Еще лет пять назад Василий с Нюрой принесли в избушку чёрно-белый телевизор, себе они купили цветной. Телевизор маячил, маячил, потом в нём перегорело что-то, унесли. Продали, говорят, на запчасти. Василий после не раз спрашивал:
– Может, купить тебе маленький телик с пенсии?
Устинья наотрез отказалась. И не стала объяснять сыну, что у неё есть кое-что получше телевизора. В тишине, когда не мешал никто, приближалось, оживало прошлое. Выпуклое, яркое, с голосами, запахами, ощущениями… Вереницей шли картины, порою одна и та же по многу раз.
То видела, как пашет на быках. Дождь моросит, от мосластых бычьих спин пар веет. Пахнет сырой шерстью, прелой соломой, свежей землей. Плечи гудят от напряжения, руки саднит, пот заливает глаза, ноги скользят, вязнут – кирзухи тяжеленные, облеплены грязью…
Или – покос! Устинья – гибкая, сильная, румяная, с пшеничной косой. Солнце! Каждая былинка светится. Дух медвяный, полынный.… И глаза Федины жаркие, руки его родные, ласковые, сильные… «Любый мой! Родненький».

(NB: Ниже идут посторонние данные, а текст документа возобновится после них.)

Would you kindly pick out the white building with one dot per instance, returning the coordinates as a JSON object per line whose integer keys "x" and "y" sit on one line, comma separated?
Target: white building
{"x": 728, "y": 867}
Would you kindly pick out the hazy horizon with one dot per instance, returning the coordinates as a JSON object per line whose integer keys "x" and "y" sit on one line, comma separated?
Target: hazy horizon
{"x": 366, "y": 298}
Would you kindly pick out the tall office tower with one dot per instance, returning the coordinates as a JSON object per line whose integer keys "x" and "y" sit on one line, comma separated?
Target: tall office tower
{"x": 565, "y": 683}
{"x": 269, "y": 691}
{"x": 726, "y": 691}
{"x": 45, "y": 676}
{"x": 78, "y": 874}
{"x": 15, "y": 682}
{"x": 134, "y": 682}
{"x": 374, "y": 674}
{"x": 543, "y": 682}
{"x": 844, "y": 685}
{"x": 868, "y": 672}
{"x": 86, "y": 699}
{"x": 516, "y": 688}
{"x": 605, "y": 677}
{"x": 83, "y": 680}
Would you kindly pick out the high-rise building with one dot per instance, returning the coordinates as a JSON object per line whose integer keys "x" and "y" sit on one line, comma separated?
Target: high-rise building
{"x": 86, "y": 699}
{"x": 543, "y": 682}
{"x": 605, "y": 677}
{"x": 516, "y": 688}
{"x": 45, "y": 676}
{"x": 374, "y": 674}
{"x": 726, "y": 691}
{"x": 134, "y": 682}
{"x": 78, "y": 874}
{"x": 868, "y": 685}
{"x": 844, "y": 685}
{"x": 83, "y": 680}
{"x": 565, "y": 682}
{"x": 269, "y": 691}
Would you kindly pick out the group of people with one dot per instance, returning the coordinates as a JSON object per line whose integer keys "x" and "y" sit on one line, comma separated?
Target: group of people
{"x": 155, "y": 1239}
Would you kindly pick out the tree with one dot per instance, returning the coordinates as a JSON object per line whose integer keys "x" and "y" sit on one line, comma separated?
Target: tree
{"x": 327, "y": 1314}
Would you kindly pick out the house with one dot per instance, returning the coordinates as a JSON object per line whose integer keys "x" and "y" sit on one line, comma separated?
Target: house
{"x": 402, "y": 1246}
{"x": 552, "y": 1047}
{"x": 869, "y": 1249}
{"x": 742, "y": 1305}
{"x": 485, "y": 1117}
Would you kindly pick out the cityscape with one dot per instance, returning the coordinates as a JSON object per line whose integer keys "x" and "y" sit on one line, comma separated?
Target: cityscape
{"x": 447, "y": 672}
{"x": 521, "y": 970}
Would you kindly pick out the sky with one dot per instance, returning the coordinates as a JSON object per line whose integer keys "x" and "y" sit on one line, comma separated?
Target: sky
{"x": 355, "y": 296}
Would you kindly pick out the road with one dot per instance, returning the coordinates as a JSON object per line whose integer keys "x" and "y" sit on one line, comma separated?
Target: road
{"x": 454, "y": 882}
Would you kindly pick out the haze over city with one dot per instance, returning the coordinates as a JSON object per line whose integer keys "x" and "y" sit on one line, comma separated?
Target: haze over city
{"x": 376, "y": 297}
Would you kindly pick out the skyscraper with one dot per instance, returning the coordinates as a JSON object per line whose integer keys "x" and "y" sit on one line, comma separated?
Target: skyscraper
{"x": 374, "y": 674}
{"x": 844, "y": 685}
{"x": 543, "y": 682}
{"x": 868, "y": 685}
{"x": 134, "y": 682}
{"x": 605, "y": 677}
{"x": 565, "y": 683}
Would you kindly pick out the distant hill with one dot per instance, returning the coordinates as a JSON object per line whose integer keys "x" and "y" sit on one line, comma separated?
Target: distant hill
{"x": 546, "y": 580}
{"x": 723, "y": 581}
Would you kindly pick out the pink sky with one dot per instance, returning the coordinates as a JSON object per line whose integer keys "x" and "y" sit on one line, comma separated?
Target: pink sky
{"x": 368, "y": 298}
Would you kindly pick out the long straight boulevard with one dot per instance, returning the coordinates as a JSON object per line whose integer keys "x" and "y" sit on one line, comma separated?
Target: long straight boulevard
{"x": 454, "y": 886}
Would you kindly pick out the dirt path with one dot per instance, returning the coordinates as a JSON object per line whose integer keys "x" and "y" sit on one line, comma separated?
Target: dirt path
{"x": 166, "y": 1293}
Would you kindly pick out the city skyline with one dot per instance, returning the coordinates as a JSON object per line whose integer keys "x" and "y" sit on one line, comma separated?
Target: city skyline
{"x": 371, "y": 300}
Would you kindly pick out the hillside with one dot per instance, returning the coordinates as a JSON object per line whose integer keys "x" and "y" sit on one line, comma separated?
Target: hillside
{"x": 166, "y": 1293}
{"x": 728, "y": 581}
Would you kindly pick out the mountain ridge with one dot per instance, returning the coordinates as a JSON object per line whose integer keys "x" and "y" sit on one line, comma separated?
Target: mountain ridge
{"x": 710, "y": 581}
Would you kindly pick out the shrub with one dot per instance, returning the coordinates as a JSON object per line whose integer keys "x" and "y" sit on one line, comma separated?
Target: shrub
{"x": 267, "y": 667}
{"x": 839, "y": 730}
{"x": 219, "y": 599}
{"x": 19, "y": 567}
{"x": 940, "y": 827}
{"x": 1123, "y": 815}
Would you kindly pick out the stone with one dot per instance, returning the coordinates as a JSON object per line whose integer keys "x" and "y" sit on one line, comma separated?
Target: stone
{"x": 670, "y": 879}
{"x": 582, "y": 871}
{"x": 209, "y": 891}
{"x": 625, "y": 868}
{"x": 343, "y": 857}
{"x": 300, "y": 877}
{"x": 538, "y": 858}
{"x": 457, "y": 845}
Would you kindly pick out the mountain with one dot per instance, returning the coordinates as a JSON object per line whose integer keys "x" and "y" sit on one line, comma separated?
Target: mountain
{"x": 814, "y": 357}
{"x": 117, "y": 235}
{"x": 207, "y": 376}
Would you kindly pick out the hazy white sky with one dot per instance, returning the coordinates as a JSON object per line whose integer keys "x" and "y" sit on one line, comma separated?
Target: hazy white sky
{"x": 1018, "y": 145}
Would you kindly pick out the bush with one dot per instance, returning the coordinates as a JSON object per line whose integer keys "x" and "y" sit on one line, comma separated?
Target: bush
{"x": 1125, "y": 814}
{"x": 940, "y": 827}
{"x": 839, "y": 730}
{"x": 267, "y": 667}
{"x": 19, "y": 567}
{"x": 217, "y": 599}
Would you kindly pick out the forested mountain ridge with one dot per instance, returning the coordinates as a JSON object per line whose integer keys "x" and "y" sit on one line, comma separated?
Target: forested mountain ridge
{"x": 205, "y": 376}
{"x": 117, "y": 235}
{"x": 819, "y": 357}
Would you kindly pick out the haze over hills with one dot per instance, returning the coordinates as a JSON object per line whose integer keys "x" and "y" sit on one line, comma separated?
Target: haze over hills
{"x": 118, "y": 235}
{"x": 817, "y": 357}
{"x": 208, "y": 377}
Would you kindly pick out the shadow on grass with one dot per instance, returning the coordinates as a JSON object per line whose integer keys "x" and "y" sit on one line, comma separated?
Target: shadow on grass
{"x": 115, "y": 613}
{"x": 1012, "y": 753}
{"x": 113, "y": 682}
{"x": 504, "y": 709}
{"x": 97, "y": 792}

А пели как! На работу шли – пели, с работы – пели! Никто не заставлял, душа пела! Сколько в ней жизни было! Всё было не в тягость: в колхозе работать до упаду, прибежать домой – помыть, постирать, детей обиходить, а еще прясть ночами. Федюшу любила! Не дала война налюбиться вволю. В одном из первых боев его убило… В двадцать девять надела Устя вдовий платок.
Как пошли воспоминания, так жизнь словно вывернулась наизнанку. Сухонькая, маленькая старушка сидела на кровати, застеленной тёмно-зелёным покрывалом, в чёрной избушке, и ничего не видела вокруг. Вздыхала, шептала что-то, улыбалась, слезу смахивала. Устинья сотни, тысячи раз переживала одно и то же воспоминание, а потом оно ложилось на дно памяти, а взамен всплывало новое.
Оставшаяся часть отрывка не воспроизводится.